GUOSEN Securities Co., China’s fifth-largest brokerage by market value, Friday said its president Chen Hongqiao died Friday. He was 49.
Guosen did not give the cause of Chen’s death, but only said in a brief statement to the Shenzhen Stock Exchange that the firm was operating as normal and had nothing further to disclose.
But news portal Tencent, citing unnamed sources within the company and a senior manager of a State-owned bank, said that Chen was found dangling from the balcony of his home.
Sohu, another news portal, citing an unnamed source, said Chen had previously attempted to leave China but was turned back because he had been put under “border control” — a standard measure imposed on Chinese citizens under investigation.

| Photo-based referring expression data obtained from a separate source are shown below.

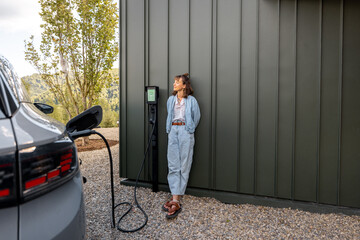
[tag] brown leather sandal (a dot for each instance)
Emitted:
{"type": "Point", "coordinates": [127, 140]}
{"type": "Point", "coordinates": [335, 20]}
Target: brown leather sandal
{"type": "Point", "coordinates": [174, 210]}
{"type": "Point", "coordinates": [167, 204]}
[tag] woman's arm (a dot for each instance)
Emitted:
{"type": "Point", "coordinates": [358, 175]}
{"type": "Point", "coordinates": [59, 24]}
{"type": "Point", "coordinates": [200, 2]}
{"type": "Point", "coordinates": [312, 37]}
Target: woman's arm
{"type": "Point", "coordinates": [196, 112]}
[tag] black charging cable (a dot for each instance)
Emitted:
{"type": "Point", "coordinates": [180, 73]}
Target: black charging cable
{"type": "Point", "coordinates": [136, 202]}
{"type": "Point", "coordinates": [90, 132]}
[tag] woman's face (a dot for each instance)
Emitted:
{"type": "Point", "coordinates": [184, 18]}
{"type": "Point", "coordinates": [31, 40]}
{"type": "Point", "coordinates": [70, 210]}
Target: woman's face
{"type": "Point", "coordinates": [178, 85]}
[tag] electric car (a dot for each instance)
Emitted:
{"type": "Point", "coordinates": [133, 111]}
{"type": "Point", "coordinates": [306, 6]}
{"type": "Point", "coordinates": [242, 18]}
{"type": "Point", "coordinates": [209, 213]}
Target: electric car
{"type": "Point", "coordinates": [41, 193]}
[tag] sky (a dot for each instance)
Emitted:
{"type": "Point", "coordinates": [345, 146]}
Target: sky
{"type": "Point", "coordinates": [19, 19]}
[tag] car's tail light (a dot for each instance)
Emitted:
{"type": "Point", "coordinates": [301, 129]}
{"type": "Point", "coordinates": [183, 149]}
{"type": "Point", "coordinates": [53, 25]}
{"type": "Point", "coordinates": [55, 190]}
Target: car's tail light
{"type": "Point", "coordinates": [7, 178]}
{"type": "Point", "coordinates": [46, 167]}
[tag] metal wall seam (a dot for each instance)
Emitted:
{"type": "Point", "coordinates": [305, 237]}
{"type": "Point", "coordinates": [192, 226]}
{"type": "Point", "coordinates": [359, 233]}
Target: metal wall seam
{"type": "Point", "coordinates": [319, 103]}
{"type": "Point", "coordinates": [168, 49]}
{"type": "Point", "coordinates": [120, 83]}
{"type": "Point", "coordinates": [277, 109]}
{"type": "Point", "coordinates": [189, 37]}
{"type": "Point", "coordinates": [256, 96]}
{"type": "Point", "coordinates": [340, 86]}
{"type": "Point", "coordinates": [239, 109]}
{"type": "Point", "coordinates": [213, 94]}
{"type": "Point", "coordinates": [294, 117]}
{"type": "Point", "coordinates": [124, 81]}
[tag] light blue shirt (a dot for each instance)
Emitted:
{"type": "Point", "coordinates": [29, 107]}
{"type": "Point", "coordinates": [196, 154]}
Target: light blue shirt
{"type": "Point", "coordinates": [192, 113]}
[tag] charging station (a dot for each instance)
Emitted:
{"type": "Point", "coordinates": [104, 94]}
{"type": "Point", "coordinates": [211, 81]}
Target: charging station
{"type": "Point", "coordinates": [152, 96]}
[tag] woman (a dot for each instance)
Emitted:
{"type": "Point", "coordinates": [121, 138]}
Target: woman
{"type": "Point", "coordinates": [182, 120]}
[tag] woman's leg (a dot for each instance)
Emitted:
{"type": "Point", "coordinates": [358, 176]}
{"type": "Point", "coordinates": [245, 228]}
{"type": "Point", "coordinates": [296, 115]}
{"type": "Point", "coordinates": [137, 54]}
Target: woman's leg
{"type": "Point", "coordinates": [186, 142]}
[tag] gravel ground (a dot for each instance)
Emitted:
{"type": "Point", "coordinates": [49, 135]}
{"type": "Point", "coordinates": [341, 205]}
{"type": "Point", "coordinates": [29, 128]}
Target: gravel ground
{"type": "Point", "coordinates": [201, 218]}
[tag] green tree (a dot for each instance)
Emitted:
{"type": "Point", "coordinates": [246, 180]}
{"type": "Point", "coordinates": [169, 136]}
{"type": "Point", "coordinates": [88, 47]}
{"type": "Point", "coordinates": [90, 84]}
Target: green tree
{"type": "Point", "coordinates": [78, 48]}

Chen joined Shenzhen-based Guosen Securities in June 2014 after he worked at the Shenzhen Stock Exchange for more than a decade. He held various positions at the Shenzhen exchange, including serving as a deputy general manager under Zhang Yujun, then the bourse’s head.
Chen and Zhang had “close relations” in Shenzhen, Tencent said, citing a securities firm executive in the city. Zhang was sacked as the assistant chairman of the China Securities Regulatory Commission (CSRC), the nation’s securities regulator, Xinhua reported Sept. 22, days after he was announced under investigation for suspected “serious violation of discipline.”
China has taken unprecedented measures to stem a stock rout that has wiped almost US$4 trillion off the market’s value since mid-June. Among the steps was a suspension of certain trading accounts. In August, U.S.-based hedge fund Citadel LLC said one of its trading accounts managed by Guosen Futures Ltd., a unit of Guosen Securities, has been restricted by the CSRC.
Sources familiar with the matter said the CSRC was looking at Citadel’s role in causing market volatility, in particular the number of its canceled transactions.
But in a subsequent statement, Guosen Securities said it had offered trading and financing services to one of its client’s asset management plans. It said the client hadn’t engaged in so-called naked short-selling, a particular target of the regulators’ investigations.